FFCV Dataloader with Pytorch Lightning
FFCV is a fast dataloader for neural networks training: https://github.com/libffcv/ffcv
In this repository, all the steps to install and configure it with pytorch-lightning are presented.
The idea is to provide very generic methods and utils, while letting the user decide and configure anything.
Installation
Tested with:
Ubuntu 22.04.2 LTS
python 3.11
ffcv==1.0.2
pytorch==2.0.1
pytorch-lightning==2.0.4
Dependencies
You can install dependencies (FFCV, Pytorch) with the provided environment.yml
file:
conda env create --file environment.yml
conda activate ffcv-pl
This should correctly create a conda environment named ffcv-pl
.
Note: Modify the pytorch-cuda version to the one compatible with your system.
Note: Solving environment can take quite a long time. I suggest to use libmamba solver to speed up the process.
If the above does not work, then another option is manual installation:
-
create conda environment
conda create --name ffcv-pl conda activate ffcv-pl
-
install pytorch according to official website
# in my environment the command is the following conda install pytorch torchvision torchaudio pytorch-cuda=[your-version] -c pytorch -c nvidia
-
install ffcv dependencies and pytorch-lightning
# can take some time for solving, but should not create conflicts conda install cupy pkg-config libjpeg-turbo">=2.1.4" opencv numba pytorch-lightning">=2.0.0" -c pytorch -c conda-forge
-
install ffcv
pip install ffcv
For further help, check out FFCV installation guidelines: ffcv official page
Package
Once dependencies are installed, it is safe to install the package:
pip install ffcv_pl
Dataset Creation
You need to save your dataset in ffcv format (.beton
).
Official FFCV docs.
This package provides you the create_beton_wrapper
method, which allows to easily create
a .beton
dataset from a torch
dataset.
Example from the dataset_creation.py
script:
from ffcv_pl.generate_dataset import create_beton_wrapper
from torch.utils.data.dataset import Dataset
import numpy as np
from PIL import Image
class ToyImageLabelDataset(Dataset):
def __init__(self, n_samples: int):
self.samples = [Image.fromarray((np.random.rand(32, 32, 3) * 255).astype('uint8')).convert('RGB')

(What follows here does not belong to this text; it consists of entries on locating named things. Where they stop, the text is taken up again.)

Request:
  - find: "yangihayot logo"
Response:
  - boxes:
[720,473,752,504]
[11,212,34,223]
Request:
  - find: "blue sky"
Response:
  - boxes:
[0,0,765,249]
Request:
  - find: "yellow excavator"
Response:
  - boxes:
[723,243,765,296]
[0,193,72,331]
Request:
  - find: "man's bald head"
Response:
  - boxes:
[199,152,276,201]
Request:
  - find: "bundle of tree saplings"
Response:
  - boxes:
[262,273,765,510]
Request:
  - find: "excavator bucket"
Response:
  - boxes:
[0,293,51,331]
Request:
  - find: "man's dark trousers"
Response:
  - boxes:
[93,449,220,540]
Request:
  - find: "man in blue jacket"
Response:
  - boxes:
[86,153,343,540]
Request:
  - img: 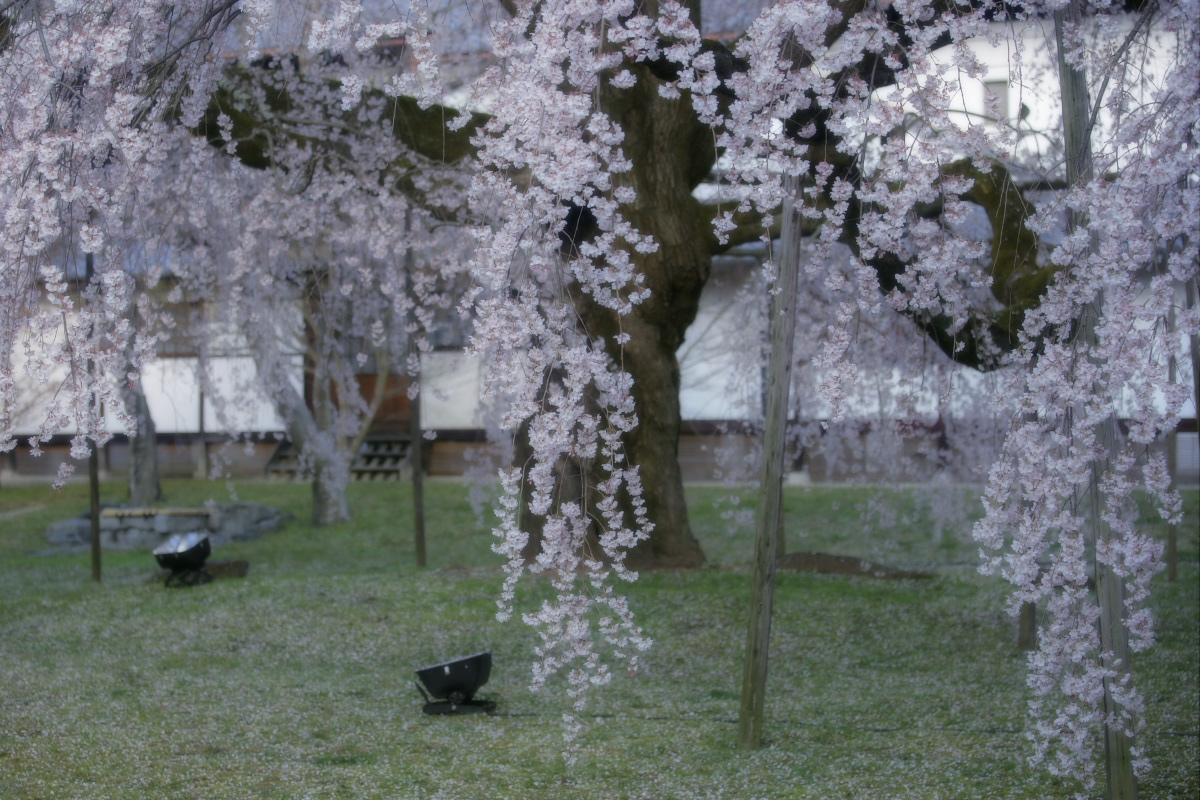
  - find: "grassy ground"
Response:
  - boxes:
[0,482,1200,800]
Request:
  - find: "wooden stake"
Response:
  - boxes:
[738,173,802,750]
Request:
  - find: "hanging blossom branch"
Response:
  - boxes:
[300,0,656,758]
[652,0,1200,784]
[451,0,656,759]
[976,2,1200,788]
[0,0,258,482]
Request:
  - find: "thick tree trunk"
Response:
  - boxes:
[559,67,715,570]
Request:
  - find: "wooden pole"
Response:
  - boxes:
[84,253,103,583]
[738,173,802,750]
[409,375,426,567]
[1054,0,1138,800]
[404,209,426,567]
[88,441,102,583]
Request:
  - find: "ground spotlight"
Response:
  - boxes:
[154,530,212,587]
[416,652,496,714]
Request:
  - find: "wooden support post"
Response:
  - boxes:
[1016,602,1038,651]
[738,173,802,750]
[404,209,426,567]
[1054,0,1138,800]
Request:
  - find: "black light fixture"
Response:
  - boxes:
[416,652,496,714]
[154,530,212,587]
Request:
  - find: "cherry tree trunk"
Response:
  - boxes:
[575,66,715,570]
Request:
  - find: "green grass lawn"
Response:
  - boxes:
[0,481,1200,800]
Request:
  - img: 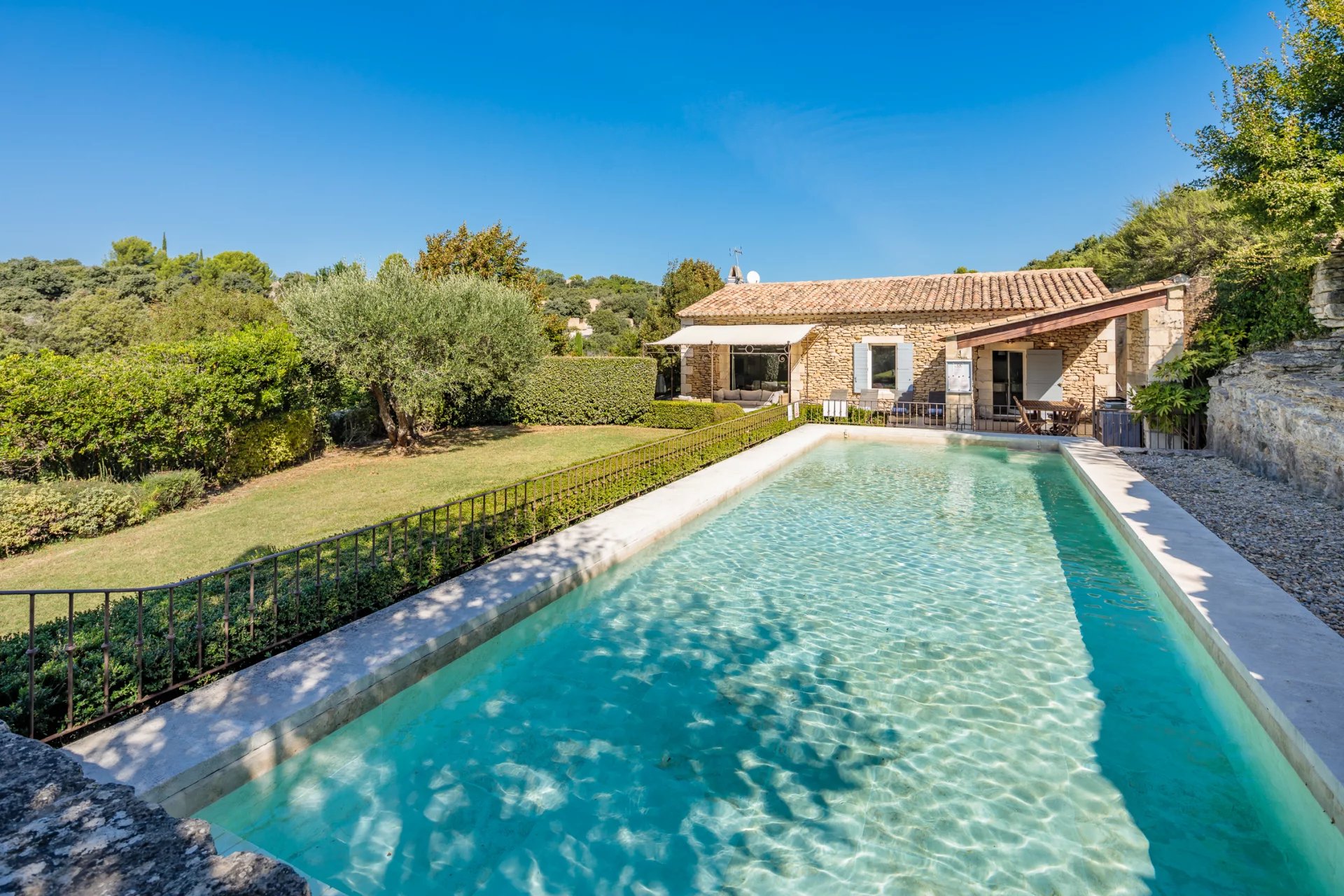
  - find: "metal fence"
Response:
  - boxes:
[790,399,1094,437]
[0,407,799,743]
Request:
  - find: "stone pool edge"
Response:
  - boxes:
[66,424,1344,838]
[1059,440,1344,826]
[64,424,1055,817]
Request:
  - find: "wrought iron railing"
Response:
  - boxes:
[0,407,798,743]
[790,399,1093,435]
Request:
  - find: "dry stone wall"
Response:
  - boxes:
[1208,339,1344,504]
[0,722,309,896]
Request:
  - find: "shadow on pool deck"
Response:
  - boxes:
[1037,467,1315,893]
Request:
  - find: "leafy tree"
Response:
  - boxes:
[587,307,630,336]
[542,290,589,317]
[42,291,149,355]
[314,258,364,279]
[1168,0,1344,246]
[200,251,276,293]
[378,253,412,276]
[145,286,285,342]
[0,255,73,312]
[532,267,564,286]
[279,265,546,450]
[105,237,167,269]
[640,258,723,342]
[156,253,204,291]
[415,222,546,307]
[1024,187,1252,289]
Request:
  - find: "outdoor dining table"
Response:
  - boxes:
[1014,398,1084,435]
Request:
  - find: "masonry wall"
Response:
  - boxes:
[687,312,1116,405]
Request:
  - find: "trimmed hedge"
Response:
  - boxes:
[640,402,746,430]
[0,470,204,554]
[219,411,316,484]
[0,329,314,479]
[513,357,657,426]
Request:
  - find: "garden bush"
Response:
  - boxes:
[0,470,206,554]
[0,408,797,738]
[640,402,746,430]
[0,479,152,554]
[140,470,206,516]
[219,411,316,482]
[513,357,657,426]
[0,329,314,479]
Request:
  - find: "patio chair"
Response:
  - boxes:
[927,390,948,423]
[1012,395,1046,435]
[821,390,849,419]
[887,388,916,426]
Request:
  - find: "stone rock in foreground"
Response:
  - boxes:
[0,722,309,896]
[1208,337,1344,504]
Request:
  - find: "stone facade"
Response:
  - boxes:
[1208,337,1344,505]
[0,724,309,896]
[1312,237,1344,335]
[682,312,1117,406]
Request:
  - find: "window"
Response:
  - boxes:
[992,349,1023,414]
[729,345,789,392]
[868,345,897,391]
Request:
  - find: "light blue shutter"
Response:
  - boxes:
[897,342,916,402]
[1021,348,1065,402]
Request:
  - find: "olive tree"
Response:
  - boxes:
[279,265,546,449]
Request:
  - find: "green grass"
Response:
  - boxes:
[0,426,673,631]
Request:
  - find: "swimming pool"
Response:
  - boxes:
[199,442,1344,895]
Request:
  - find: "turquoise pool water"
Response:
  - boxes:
[199,442,1344,896]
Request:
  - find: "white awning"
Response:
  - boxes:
[649,323,816,345]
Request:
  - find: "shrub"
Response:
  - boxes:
[140,470,206,516]
[0,479,152,554]
[640,402,746,430]
[0,329,313,478]
[219,411,314,482]
[513,357,656,426]
[0,408,797,738]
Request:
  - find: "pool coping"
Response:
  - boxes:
[1059,440,1344,833]
[66,424,1344,821]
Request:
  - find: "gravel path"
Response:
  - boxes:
[1121,453,1344,636]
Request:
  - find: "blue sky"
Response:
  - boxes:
[0,0,1282,281]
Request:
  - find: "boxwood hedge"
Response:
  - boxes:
[640,402,746,430]
[513,357,657,426]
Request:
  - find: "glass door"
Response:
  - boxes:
[993,349,1024,414]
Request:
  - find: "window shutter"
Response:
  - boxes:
[897,342,916,402]
[1021,348,1065,402]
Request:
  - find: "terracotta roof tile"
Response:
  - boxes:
[680,267,1110,318]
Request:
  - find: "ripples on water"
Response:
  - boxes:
[200,442,1337,896]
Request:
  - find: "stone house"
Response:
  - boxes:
[649,267,1188,414]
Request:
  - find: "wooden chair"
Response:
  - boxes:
[1012,395,1046,435]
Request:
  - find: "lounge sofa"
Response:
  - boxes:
[714,390,783,411]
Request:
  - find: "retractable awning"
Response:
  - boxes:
[648,323,816,345]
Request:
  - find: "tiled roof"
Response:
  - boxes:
[680,267,1110,318]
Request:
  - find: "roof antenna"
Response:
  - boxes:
[729,246,742,284]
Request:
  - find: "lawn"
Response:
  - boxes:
[0,426,675,631]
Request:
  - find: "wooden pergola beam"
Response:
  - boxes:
[954,293,1168,348]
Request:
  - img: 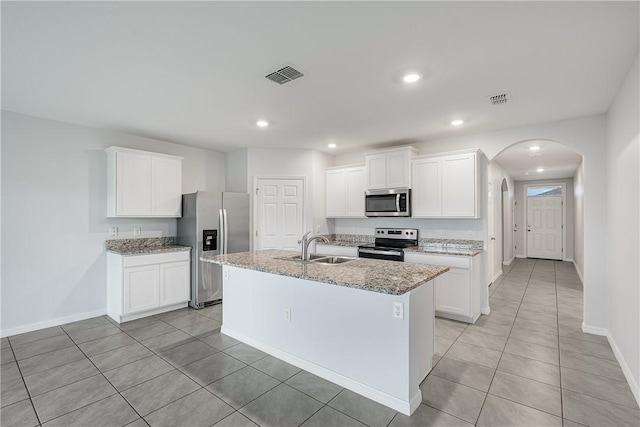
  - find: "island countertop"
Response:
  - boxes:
[200,249,449,295]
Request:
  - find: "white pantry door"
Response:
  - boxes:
[527,196,563,260]
[256,179,304,251]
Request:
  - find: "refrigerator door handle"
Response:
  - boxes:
[222,209,229,254]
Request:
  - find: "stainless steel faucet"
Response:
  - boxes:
[298,231,329,261]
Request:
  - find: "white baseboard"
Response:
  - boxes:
[573,260,584,285]
[220,325,422,416]
[0,309,107,338]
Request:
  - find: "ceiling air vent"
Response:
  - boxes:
[489,92,511,105]
[265,65,304,85]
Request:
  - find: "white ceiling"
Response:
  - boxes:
[492,140,582,181]
[1,1,639,152]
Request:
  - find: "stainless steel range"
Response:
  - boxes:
[358,228,418,262]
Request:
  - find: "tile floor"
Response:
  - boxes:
[1,260,640,427]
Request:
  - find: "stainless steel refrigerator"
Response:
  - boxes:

for _ in range(n_samples)]
def __len__(self):
return len(self.samples)
def __getitem__(self, idx):
return (self.samples[idx], int(idx))
def main():
# 1. Instantiate the torch dataset that you want to create
# Important: the __get_item__ dataset must return tuples! (This depends on FFCV library)
image_label_dataset = ToyImageLabelDataset(n_samples=256)
# 2. call the method, and it will automatically create the .beton dataset for you.
create_beton_wrapper(image_label_dataset, "./data/image_label.beton")
if __name__ == '__main__':
main()
Dataloader and Datamodule
Merge the PL Datamodule with the FFCV Loader object.
Official FFCV Loader docs.
Official Pytorch-Lightning DataModule docs.
In main.py
a complete example on how to use the FFCVDataModule
method and train a
Lightning Model is given.
The main steps to follow are:
- create
FFCVPipelineManager
object, which needs the path to a previously created.beton
file, a list of operations to perform on each item returned by your dataset and an ordering option for Loading. - create the
FFCVDataModule
object, which is a Lightning Module with FFCV Loader. - Pass the data module to Pytorch Lightning trainer, and run!
Suggestion : read FFCV performance guide to better understand which options fit your needs.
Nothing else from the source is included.